Pharmaco-Neuroimaging Studies of Approach/Avoidance Behaviors and Post-Mortem Studies: Pharmacological Manipulation

Pharmaco-Neuroimaging Studies of Approach/Avoidance Behaviors and Post-Mortem Studies: Study 1.1. (Pharmacological Manipulation)

The study will investigate whether a nociceptin receptor antagonist will normalize neural and behavioral processes of approach/avoidance decision-making in unmedicated individuals with major depressive disorder (MDD) and anxiety disorders.
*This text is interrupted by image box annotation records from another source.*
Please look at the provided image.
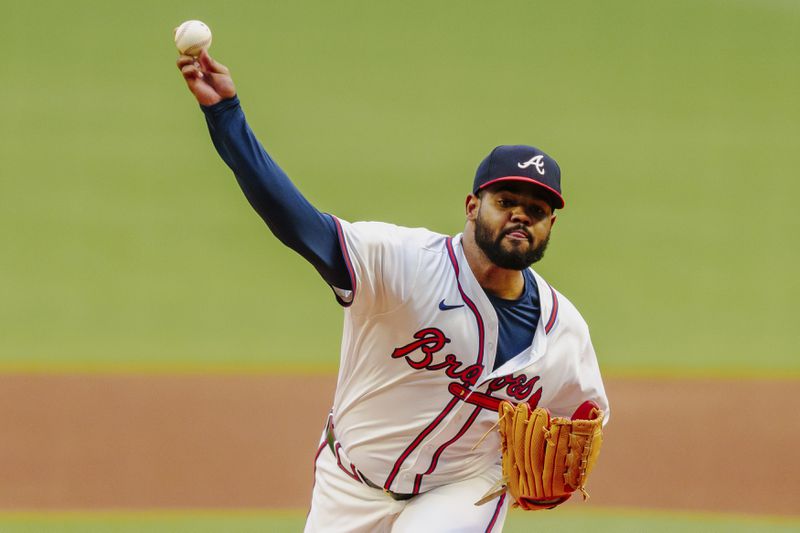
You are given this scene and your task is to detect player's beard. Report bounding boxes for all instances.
[475,208,550,270]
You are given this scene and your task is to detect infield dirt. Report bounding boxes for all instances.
[0,375,800,515]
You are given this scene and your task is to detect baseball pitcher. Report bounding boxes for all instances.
[177,51,609,533]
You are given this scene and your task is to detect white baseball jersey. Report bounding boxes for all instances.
[324,216,609,493]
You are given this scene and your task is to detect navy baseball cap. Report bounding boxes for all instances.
[472,144,564,209]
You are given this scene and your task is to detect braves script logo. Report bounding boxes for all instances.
[392,328,542,411]
[517,155,544,176]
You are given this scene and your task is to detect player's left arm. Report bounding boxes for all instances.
[545,310,611,426]
[177,50,351,290]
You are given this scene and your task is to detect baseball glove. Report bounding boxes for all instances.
[498,401,603,511]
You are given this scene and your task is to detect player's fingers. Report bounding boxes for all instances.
[175,55,197,68]
[200,49,230,74]
[181,63,203,82]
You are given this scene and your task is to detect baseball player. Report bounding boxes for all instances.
[177,52,609,532]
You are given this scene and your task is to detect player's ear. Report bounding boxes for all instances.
[464,194,481,220]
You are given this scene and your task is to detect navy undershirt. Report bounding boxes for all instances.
[201,96,541,369]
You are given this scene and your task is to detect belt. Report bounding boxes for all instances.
[325,421,416,501]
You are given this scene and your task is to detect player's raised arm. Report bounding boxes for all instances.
[177,50,351,290]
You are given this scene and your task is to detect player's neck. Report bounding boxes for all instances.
[461,231,525,300]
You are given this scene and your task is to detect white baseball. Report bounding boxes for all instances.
[175,20,211,57]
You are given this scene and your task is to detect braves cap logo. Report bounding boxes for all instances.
[517,155,544,176]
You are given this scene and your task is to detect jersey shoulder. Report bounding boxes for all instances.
[341,221,447,250]
[531,269,589,335]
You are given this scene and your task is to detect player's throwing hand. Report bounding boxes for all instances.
[177,50,236,106]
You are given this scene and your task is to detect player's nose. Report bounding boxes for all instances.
[511,205,531,226]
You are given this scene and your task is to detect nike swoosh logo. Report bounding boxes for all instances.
[439,300,464,311]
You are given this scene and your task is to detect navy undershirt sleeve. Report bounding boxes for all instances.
[200,96,352,290]
[486,268,541,370]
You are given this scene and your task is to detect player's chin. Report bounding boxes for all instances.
[502,233,533,250]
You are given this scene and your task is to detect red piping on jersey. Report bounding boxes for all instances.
[445,237,484,365]
[383,398,458,490]
[413,407,482,494]
[544,285,558,334]
[306,415,332,522]
[335,442,363,483]
[383,237,484,490]
[331,215,356,307]
[486,492,507,533]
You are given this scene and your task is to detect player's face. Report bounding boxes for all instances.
[474,183,555,270]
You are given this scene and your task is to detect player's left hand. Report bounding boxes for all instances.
[499,401,603,511]
[177,50,236,106]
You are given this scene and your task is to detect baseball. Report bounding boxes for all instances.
[175,20,211,57]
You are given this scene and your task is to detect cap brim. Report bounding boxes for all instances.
[476,176,566,209]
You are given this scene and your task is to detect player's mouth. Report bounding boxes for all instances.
[505,228,533,242]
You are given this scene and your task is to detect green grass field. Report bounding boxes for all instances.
[0,510,800,533]
[0,0,800,533]
[0,0,800,375]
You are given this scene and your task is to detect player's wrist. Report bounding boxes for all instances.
[200,94,239,115]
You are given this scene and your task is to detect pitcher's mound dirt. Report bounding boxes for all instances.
[0,375,800,515]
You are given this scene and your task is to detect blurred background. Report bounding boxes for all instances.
[0,0,800,531]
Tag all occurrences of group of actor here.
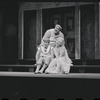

More specifically, the study aims to investigate dysregulation within (1) corticostriatal-midbrain circuitry and (2) nociceptin/orphanin FQ peptide and the nociceptin receptor (NOPR).

Study Overview

• Status: Not yet recruiting
• Conditions: Depressive Disorder, Major; Anxiety Disorder
• Intervention / Treatment: Drug: Nociceptin Receptor Antagonist; Device: Aversive stimuli

• Study Type: Interventional
• Enrollment (Estimated): 112
• Phase: Phase 2

Contacts and Locations

• Study Contact: Name: David Crowley, ALM; Phone Number: 617-855-4432; Email: djcrowley@mclean.harvard.edu
• Study Contact Backup: Name: Emma Palermo, BA; Phone Number: 617-855-4412; Email: ehpalermo@mclean.harvard.edu

Participation Criteria

Eligibility Criteria

• Ages Eligible for Study: 18 years to 45 years (Adult)
• Accepts Healthy Volunteers: Yes

Description

Inclusion criteria for MDD/anxiety disorder group:

• DSM-5 diagnostic criteria for MDD, Generalized Anxiety Disorder, Social Phobia, Panic Disorder, Post Traumatic Stress (diagnosed using the SCID-5)
• Written informed consent
• For MDD subjects, a baseline Hamilton Depression Rating Scale score > 16 (17-item version)
• Right-handed
• Has a smartphone (iPhone or Android) (needed for Ecological Momentary Assessment)
• Absence of any psychotropic medications for at least 2 weeks (6 weeks for fluoxetine, 6 months for neuroleptics, 2 weeks for benzodiazepines, 2 weeks for any other antidepressants)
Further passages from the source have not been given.